## Calculating Days of the Week (In Your Head)

On what date does Easter fall this year?  What day of the week is your dad’s birthday?  What day of the week is July 4th this year?  Answering questions like this, quickly, without consulting a calendar, seems to be a frequent parlor trick recently.  This is a quick post describing the approach that I use to calculate the day of the week of a given date (i.e., year, month, and day).

Note that there are really two common applications here.  One is an algorithm for a computer.  In that case, I think the best approach is to generalize slightly, using the (modified) Julian day number or something similar to associate consecutive dates with consecutive integers.  That algorithm is well-documented.  The other application is a method for performing the calculation quickly in your head, which is a different problem, and is what I am focusing on here.

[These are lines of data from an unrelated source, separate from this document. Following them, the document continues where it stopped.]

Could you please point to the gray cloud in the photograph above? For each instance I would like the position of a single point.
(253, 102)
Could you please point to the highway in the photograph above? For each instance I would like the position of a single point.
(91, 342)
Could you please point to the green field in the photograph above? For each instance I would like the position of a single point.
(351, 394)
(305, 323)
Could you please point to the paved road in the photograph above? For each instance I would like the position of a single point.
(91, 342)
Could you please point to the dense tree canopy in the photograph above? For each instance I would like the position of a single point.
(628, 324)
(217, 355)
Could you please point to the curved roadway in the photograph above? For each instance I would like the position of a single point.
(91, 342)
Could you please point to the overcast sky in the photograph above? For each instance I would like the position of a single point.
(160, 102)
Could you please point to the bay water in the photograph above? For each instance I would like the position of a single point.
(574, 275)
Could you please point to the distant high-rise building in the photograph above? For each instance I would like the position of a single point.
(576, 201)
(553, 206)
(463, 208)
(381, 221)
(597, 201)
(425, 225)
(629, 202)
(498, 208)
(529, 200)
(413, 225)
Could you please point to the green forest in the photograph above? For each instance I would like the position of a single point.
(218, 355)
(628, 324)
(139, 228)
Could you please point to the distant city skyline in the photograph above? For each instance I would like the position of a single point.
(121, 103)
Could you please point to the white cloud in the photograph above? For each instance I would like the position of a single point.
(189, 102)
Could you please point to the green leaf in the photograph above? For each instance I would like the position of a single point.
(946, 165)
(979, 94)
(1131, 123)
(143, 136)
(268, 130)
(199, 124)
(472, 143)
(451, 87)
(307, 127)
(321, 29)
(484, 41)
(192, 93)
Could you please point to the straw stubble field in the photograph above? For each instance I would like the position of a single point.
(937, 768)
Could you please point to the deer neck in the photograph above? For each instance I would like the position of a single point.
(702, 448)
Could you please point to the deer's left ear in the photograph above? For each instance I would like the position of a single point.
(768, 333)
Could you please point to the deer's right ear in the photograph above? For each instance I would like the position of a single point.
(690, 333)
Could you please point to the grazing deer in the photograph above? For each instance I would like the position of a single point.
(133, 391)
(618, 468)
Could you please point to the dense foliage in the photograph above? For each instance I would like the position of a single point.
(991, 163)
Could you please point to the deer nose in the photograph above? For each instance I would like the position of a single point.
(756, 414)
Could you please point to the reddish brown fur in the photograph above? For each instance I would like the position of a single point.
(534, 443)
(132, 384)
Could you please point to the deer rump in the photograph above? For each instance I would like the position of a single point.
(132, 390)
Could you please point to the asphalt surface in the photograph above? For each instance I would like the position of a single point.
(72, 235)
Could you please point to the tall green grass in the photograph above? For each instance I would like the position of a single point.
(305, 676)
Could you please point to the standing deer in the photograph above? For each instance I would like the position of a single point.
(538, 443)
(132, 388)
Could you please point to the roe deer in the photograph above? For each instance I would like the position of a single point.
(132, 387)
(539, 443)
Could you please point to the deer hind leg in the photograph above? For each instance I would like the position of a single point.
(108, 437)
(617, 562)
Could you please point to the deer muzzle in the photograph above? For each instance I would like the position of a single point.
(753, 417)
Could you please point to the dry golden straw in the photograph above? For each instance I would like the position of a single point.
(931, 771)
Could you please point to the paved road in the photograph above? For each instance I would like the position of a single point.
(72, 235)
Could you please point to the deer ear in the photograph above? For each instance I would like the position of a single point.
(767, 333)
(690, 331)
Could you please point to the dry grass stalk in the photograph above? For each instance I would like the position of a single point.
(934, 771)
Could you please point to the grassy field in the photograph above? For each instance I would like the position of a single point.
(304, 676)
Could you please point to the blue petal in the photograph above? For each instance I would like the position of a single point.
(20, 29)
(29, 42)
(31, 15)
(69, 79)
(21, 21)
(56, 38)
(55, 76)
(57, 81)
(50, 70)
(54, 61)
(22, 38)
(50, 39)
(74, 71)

There is plenty of literature on this problem as well, the most commonly referenced methods being Conway’s Doomsday algorithm and Zeller’s congruence.  The Doomsday algorithm never really appealed to me, seeming to consist of a hierarchical set of special cases progressing from months to years to centuries.  And Zeller’s congruence is often presented with the accurate but complicated arithmetic involving the month, which is fine for a computer, but I certainly can’t do it in my head.

The following approach is one that I remember, with some fondness, working out in the backseat of my parents’ station wagon while traveling to visit my grandparents.  I had found a book (from the public library, now lost to the mists of antiquity) that contained a perpetual calendar, a two-page table that involved a complex sequence of row/column intersections to determine the day of the week for a given date.  I was fascinated by this table, and in an effort to understand how it worked, I tried to turn that complex sequence of steps tracing through the table into a mathematical formula.  In hindsight, the result was effectively Zeller’s congruence, but with some slight modifications that I find to be simpler for computing in your head… although this is perhaps only because it is how I learned it.

The algorithm: Represent the year as $100c + y, 0 \leq y < 100$, considering dates in January and February to be in the previous year.  Then given also the month $m \in \left\{1, 2, ..., 12\right\}$ and day $d \in \left\{1, 2, ..., 31\right\}$, the day of the week $w$ is given by:

$w \equiv 5(c\bmod 4) + y + \lfloor\frac{y}{4}\rfloor + M_m + d \pmod{7}$

$M = (0, 3, 2, 5, 0, 3, 5, 1, 4, 6, 2, 4)$

where $w=0$ corresponds to Sunday, $w=1$ to Monday, etc.  For example, New Year’s Day 2012 will correspond to $c=20, y=11, m=1, d=1$, yielding $w \equiv 0$, a Sunday.  Note that this formula works for any non-negative century in the (proleptic) Gregorian calendar.